People talk about conflict in novels all the time, and for good reason.  Conflict is what keeps readers reading.  They need to know what happens next; they have feelings of anticipation or fear or anxiety. I think people get so caught up in creating conflict - creating dissent, enmity, barriers, challenges - that they forget that while conflict keeps people reading, treats are what make readers remember a book fondly.  Especially in romances; I never hear anyone say that their favorite romance novel is X because of Y painful, traumatic scene.  You know what I do hear?  "OMG, you have to read X because of this awesome, hot scene...."

To give a very local example: at least three people have said to me, "You have to read Tessa Dare's Goddess of the Hunt because of this closet scene."  And they were so very right.  The closet scene.  It's the first thing that pops to mind when I think of that novel, and it's a pleasant recollection.

Charlaine Harris, whose talent is mind-boggling, can do it with two words: "gracious plenty."  If you say "gracious plenty" to just about any fan of the Southern Vampire Mysteries, the fan will know exactly what you mean, and that fan will sigh, or squeal, or stare dreamy-eyed off into the distance, wishing herself in Bon Temps.

Now, if you know the Southern Vampire mysteries you know that plenty of authors have tackled the subject of a "gracious plenty" but never so quotably, and never with such charm.  The phrase, and the scene it's a part of, is a treat.

It doesn't have to be a sex scene, although sex scenes are likely locations.  Jennifer Crusie can elicit the same reaction with dialogue.  And treats can evoke a lot of feelings, as long as one of them is a warm-fuzzy.  The birthday cake scene in Karen Marie Moning's Fever series is a good example there - it rips your heart in two and gives you a warm-fuzzy, at the same time.

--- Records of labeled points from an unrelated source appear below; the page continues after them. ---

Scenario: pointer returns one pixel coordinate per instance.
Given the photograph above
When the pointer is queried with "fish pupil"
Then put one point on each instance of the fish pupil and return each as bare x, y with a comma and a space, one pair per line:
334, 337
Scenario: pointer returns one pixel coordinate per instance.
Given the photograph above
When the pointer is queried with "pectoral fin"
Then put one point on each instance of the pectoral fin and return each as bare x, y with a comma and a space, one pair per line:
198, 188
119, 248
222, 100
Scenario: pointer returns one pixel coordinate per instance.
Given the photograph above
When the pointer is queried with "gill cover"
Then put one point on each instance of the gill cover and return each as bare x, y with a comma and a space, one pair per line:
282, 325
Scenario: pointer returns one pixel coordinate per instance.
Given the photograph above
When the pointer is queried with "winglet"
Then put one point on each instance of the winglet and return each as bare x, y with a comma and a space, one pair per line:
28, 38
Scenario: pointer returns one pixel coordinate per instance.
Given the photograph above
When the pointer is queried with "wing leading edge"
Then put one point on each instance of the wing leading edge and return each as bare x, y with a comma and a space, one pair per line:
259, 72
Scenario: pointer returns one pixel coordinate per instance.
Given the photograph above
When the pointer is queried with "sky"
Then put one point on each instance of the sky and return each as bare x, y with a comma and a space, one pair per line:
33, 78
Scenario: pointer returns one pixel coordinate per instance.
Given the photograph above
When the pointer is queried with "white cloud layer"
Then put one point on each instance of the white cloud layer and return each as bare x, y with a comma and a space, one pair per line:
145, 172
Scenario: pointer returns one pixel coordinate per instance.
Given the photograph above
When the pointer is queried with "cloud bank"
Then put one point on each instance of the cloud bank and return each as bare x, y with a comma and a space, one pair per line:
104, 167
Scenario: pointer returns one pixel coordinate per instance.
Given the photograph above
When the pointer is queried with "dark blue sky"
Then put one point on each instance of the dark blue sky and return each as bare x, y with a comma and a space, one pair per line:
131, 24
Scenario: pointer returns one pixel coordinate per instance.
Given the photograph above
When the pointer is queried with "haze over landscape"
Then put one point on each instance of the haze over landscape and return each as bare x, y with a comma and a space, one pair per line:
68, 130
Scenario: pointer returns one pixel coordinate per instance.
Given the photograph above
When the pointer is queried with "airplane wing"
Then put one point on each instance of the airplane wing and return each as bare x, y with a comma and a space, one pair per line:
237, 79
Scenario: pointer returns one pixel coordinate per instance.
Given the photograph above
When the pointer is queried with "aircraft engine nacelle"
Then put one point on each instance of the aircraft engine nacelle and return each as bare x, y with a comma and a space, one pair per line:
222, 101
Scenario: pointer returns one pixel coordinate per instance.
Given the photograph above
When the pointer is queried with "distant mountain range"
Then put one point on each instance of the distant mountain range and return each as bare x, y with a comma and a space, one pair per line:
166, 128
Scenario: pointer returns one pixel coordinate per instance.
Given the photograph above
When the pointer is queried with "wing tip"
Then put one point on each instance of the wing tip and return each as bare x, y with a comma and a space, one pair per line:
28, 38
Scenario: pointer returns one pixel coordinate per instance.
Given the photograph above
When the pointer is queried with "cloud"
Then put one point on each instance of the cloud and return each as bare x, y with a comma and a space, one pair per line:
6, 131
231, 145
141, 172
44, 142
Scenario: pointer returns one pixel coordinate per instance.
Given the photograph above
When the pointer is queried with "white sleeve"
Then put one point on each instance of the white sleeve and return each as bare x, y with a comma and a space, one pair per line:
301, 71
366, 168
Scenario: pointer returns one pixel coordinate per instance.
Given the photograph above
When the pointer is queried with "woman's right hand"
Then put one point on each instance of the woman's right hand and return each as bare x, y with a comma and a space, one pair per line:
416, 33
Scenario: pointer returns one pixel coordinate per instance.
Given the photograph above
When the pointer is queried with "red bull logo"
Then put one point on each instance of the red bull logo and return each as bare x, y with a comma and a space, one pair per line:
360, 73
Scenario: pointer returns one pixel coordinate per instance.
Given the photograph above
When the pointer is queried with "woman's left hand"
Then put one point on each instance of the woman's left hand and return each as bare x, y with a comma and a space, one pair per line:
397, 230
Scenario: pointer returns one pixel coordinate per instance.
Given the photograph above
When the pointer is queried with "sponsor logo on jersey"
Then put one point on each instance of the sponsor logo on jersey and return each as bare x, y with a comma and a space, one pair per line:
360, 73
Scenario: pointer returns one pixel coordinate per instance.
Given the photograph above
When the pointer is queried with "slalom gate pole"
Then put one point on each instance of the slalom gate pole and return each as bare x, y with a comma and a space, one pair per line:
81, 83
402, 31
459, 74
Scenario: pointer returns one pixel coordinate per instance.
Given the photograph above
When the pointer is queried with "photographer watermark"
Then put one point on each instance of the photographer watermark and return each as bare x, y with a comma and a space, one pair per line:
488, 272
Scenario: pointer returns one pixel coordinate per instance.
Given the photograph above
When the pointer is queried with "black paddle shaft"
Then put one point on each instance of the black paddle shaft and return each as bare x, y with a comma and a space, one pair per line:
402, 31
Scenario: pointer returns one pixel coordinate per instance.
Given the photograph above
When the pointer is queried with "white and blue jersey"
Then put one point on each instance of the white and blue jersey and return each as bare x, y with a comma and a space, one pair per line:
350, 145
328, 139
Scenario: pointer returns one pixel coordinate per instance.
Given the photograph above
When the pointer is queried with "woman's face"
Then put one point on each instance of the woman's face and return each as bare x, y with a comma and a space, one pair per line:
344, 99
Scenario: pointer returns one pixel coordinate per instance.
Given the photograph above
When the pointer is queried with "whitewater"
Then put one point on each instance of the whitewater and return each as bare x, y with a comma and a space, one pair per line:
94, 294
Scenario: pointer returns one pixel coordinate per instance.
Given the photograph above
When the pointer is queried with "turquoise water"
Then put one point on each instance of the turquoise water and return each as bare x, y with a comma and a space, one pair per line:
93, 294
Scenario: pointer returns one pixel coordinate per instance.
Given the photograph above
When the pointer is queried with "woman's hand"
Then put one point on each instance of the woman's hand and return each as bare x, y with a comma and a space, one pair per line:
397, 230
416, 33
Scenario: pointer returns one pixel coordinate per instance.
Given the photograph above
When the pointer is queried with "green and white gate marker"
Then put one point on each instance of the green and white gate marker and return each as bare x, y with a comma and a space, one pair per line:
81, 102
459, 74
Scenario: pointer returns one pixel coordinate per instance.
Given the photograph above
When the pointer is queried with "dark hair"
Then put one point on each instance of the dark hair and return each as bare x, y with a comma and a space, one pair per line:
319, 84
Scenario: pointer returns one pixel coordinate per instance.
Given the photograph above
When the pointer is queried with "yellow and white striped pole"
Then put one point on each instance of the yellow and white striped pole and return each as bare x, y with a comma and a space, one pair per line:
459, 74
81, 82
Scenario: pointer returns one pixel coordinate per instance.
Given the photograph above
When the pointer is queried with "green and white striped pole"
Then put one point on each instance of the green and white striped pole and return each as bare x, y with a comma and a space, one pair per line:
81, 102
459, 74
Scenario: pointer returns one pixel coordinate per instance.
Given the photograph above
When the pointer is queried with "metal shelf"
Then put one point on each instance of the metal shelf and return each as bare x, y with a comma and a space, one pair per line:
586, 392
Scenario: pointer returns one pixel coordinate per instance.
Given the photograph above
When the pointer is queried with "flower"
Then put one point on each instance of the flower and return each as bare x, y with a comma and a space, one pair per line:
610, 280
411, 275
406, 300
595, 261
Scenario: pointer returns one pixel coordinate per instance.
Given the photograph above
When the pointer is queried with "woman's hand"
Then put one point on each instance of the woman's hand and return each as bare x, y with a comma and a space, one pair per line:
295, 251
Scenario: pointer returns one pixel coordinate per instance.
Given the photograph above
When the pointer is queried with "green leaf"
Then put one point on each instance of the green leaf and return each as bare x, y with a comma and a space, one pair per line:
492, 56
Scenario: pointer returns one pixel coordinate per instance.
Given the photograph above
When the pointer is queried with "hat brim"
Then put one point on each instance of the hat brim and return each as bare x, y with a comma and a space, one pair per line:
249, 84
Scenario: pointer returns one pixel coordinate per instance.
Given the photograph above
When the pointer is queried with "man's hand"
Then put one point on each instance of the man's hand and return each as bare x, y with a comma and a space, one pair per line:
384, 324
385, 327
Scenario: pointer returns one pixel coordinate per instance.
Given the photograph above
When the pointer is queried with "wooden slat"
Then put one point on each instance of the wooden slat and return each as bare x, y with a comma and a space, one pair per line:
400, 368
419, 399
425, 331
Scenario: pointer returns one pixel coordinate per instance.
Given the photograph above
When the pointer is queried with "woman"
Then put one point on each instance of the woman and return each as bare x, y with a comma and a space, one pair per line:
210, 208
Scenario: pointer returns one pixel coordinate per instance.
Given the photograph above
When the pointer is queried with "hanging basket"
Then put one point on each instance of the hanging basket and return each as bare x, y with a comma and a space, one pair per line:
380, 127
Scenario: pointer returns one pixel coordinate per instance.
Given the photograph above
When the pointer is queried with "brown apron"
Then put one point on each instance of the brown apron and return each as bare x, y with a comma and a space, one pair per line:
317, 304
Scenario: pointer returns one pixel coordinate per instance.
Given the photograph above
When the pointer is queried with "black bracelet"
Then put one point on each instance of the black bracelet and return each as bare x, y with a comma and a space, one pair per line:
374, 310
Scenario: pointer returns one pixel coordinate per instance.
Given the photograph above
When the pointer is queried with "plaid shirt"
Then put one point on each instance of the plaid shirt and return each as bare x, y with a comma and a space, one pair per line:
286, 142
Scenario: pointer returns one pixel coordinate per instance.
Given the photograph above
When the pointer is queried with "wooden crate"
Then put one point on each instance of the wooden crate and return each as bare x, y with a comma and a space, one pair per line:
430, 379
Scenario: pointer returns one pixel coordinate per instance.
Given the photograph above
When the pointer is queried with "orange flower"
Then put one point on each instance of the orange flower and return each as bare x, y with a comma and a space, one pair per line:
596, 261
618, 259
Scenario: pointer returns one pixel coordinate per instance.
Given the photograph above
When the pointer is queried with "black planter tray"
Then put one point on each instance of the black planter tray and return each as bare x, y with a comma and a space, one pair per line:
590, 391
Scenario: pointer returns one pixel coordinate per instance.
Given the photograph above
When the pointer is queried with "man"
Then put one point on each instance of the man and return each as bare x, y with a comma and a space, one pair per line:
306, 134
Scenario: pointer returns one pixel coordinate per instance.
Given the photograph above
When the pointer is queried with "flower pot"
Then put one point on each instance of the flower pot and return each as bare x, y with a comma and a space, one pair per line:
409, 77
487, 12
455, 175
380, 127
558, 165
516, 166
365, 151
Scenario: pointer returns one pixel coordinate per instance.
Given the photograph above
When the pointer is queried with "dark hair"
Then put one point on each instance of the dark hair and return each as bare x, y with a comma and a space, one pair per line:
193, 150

I think of them like a trail of breadcrumbs, little rewards to the readers for bearing with all the stress and anxiety that the conflict causes.  When I'm writing, I'm always asking myself: how can I take this scene, as crazy at it is (OK, so my heroine has been kidnapped and my hero has just rescued her...), and make it feel special?  The characters need to jump that bar, rise above the melodrama.  The baseline, the story, isn't enough.  If a treat is done right, the feeling of romance dwarfs anything plot-related.